「あーもう、仕事も何もかも、全部捨てたい!!!」
職場からの帰り道、仕事がうまくいかなかった私は、夜空に向かって叫びながら歩いていた。
「じゃあさ……俺に人生、投げてみる?」
隣を歩く彼はウインクしながら言った。私は大笑いしたあと、
「そんな口説き方もあるんだね」
と言った。彼も笑っていた。
なぜ、私はあの時素直になれなかったのだろう。3ヶ月後に彼にフラれる未来が分かっていたら、私は笑わずに「お願いします」と頭を下げたのに。
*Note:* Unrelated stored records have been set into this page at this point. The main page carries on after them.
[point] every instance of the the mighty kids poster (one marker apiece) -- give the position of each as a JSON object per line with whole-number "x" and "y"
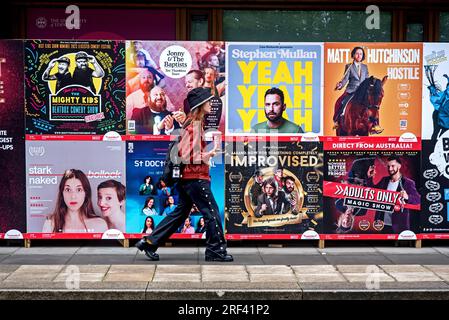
{"x": 372, "y": 89}
{"x": 273, "y": 188}
{"x": 371, "y": 187}
{"x": 435, "y": 162}
{"x": 159, "y": 76}
{"x": 274, "y": 88}
{"x": 149, "y": 199}
{"x": 12, "y": 140}
{"x": 74, "y": 87}
{"x": 75, "y": 186}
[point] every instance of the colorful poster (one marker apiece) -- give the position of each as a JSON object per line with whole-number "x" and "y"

会えば嬉しく、未練たらたら。もう彼が生きていればそれだけでいいや

フラれた直後、毎晩泣いていた。このままではまずい、どうにかしなくては…と思った。
失恋を癒やすには新しい恋だと言うけれど、同じ職場でほぼ毎日、失恋相手と顔を合わせる中で、新しい恋をするのは難しい。コロナが流行している状況で、合コンも企画できない。
マッチングアプリは、いくつかダウンロードはしたものの、勇気が出なくてその先の登録画面に進めない。
そうこうしているうちに、過ぎていく時間が少しずつ私を癒やしてくれた。フラれた直後は、彼と歩いた帰り道を1人で歩くたびに泣いていたのが、時が経つと、何も考えず歩けるようになった。
彼から「おはよう」「おやすみ」のLINEが来なくなったのが悲しかったけれど、それが当たり前になった。
彼のことを考える時間は少なくなった……はずなのに、職場で会って「お疲れ様です」と挨拶をかわすと、顔がほころんでしまう。今日は彼と挨拶ができた、と思ってその日1日中ハッピーな気持ちになってしまう。
未練たらたら、ってやつなのかもしれない。でもこうして、小さなことでもハッピーになれるのなら、新しい恋なんかしなくてもいいか。もう悲しくはならないし。彼が生きている、なんかもうそれだけでいいや。
私はマッチングアプリを全てアンインストールした。

彼の引き出しには昔プレゼントした印鑑ケースが。鼻の奥がツンとした

そんなこんなで、フラれてから4か月以上は過ぎた。
私は実は、3月で退職をするはずだったのだが延長になって、5月に退職をすることになり、あっという間に最後の勤務日が来た。
計画性の無い私は、最後までバタバタと仕事をしていた。必要な資料が彼の机の引き出しに入っていると聞いて、廊下を歩いていた彼に断って、引き出しを開けた。
すると、私が彼にクリスマスプレゼントであげた印鑑ケースが、引き出しに入っていた。悲しい時期は乗り越えたと思っていたのに、今までの思い出が一瞬で蘇って、鼻の奥がツンとした。
数分後、席に戻ってきた彼に「引き出し開けたよ。ありがとう」と声をかけた。
「それで、えっと……」
印鑑ケース使ってくれてありがとう、と言おうか迷って口ごもってしまった。
口ごもった私を見て、彼は笑いながら、「相変わらず、会話するのが下手だよね」と言った。『相変わらず』という響きを切なく感じながら、私も笑い、「もう大丈夫だから!」と明るく言った。
何が大丈夫か、会話するのが下手だから言わなくてもいいよね、と心の中で思いながら。
私の強がりに、彼は笑顔で頷いてくれた。

彼が生きているのか確かめるすべがなくなった今、ハッピーに感じる出来事がなくなってしまった。
恋愛以外のハッピーを、これからたくさん探して行けたらいいな。恋愛のハッピーは、しばらく見つからなさそうである。
吉沢亮様級のイケメンか、「俺に人生、投げてみる?」を越えた、面白い口説き文句を言う人がいない限り、私の新しい恋は始まらないのだから。